Recently I have let things slip.

I’ve been busy with many projects and commitments, and learning new skills. And in that busyness I have forgotten to take care of myself. I have been working through lunch (which Argo my dog hates), rushing my time on my mat, and as a result feeling even more tired and overloaded.

While I am an advocate for yoga, mindfulness and general wellbeing, I am only human too. In taking care of others I can easily slip into doing mode, and I forget to stop and care of my needs. I think it happens to many of us, mother, wife, partner, friend, carer etc. We all have roles that put us in the position of holding responsibility for another person(s) needs, while also managing all the other facets of our ever evolving lives.

We are all more busy than ever.

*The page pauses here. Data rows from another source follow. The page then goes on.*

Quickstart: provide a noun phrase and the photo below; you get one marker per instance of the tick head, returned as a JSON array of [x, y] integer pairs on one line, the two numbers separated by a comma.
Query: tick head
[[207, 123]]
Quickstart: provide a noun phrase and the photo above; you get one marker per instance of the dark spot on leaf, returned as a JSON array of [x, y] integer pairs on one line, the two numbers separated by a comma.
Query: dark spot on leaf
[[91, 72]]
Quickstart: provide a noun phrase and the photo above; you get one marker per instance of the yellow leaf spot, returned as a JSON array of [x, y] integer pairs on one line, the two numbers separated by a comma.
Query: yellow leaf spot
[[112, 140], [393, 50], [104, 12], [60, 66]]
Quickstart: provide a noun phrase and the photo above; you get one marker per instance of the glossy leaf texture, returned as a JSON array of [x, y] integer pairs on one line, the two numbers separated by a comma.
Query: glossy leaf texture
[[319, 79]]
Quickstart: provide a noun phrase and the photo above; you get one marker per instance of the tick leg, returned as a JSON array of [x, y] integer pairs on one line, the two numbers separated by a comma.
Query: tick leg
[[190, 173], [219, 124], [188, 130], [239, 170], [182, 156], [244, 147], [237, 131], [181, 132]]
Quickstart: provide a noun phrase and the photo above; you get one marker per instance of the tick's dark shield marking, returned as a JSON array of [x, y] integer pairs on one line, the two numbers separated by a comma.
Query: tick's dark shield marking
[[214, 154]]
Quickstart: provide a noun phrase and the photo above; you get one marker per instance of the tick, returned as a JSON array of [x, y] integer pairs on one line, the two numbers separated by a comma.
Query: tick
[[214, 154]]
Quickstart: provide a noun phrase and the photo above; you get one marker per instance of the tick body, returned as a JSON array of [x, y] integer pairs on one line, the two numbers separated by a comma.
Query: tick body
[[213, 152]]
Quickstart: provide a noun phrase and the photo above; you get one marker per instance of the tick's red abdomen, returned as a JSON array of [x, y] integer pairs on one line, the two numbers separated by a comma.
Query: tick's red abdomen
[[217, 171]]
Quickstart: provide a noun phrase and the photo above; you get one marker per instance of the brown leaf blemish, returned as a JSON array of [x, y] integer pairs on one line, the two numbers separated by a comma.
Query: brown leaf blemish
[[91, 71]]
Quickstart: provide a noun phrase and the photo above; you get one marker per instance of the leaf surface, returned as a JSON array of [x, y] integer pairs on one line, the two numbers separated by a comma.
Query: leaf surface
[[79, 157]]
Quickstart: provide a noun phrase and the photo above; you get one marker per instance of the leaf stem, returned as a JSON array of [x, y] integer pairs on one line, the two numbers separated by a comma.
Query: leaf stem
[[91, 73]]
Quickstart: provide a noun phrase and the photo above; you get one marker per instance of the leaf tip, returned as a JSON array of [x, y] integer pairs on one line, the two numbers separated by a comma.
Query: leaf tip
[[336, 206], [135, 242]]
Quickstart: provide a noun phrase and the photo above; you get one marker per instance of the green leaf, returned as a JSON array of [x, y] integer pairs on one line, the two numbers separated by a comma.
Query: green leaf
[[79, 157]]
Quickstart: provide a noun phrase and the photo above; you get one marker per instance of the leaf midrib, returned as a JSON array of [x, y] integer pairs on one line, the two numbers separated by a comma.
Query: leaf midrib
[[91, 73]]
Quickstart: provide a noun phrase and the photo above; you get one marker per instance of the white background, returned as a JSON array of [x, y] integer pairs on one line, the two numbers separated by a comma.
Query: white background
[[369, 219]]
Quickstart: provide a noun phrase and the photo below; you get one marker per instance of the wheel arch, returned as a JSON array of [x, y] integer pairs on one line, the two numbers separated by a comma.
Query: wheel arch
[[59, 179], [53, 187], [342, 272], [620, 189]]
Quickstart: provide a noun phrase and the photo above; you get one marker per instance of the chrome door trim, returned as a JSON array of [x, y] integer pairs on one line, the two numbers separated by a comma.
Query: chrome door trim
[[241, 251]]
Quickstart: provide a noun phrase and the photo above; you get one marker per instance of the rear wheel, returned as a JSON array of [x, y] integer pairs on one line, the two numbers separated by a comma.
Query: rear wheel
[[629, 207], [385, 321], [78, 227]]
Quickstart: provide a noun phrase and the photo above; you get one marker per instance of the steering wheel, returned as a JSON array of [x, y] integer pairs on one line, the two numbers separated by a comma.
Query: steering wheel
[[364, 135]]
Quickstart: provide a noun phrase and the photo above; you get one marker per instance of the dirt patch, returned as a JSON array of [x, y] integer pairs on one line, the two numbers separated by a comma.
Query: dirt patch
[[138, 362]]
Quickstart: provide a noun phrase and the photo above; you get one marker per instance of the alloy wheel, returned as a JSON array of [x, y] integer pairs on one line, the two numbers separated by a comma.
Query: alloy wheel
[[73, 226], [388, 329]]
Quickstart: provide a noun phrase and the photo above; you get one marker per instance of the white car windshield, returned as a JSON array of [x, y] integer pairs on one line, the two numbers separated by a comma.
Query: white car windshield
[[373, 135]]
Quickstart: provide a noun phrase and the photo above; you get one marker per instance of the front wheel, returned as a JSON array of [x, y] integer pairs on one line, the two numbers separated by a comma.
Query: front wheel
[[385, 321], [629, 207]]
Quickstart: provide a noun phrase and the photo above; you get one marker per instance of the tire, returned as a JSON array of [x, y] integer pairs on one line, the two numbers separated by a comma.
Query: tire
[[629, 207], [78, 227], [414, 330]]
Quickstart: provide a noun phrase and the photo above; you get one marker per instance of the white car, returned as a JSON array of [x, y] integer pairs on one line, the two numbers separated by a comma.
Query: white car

There are more demands on us, and people expect us to be on all the time.

But it’s ok.

Why?

While we might not be do stop the inevitable from happening, i.e. we get super busy and forget to take care of our own needs first, when we notice we can do something to rectify the situation.

I think this is so important. Otherwise it’s easy to end up in a spiral of shame or guilt, and that can shift us further away from changing things.

For me it’s about stopping and taking stock. Noticing what has shifted, and what I can change now to help shift the dial in the right direction.

For me it was taking the afternoon off, going for a long walk with Argo (like a good dog mama), followed by a bath with epsom salts, and then journalling. I use journalling to reflect and clear my head so that I can focus on what next.

So I made a commitment to myself of things that I would do to reset my supportive practices, and take care of myself.

Some of the things I have agreed to do are; long walks in nature with Argo in silence, putting my phone away at a certain time of the night, going to bed early (this one is huge for me), clearing enough time for my practices so they are not rushed, and time with friends.

Writing it down allows me to come back to it and to remind myself of what is important to my mental health and wellbeing.

If you have been feeling this way too, be compassionate with yourself, give yourself permission to stop and take stock. Then commit to making time for the things you need to help you feel strong, and grounded.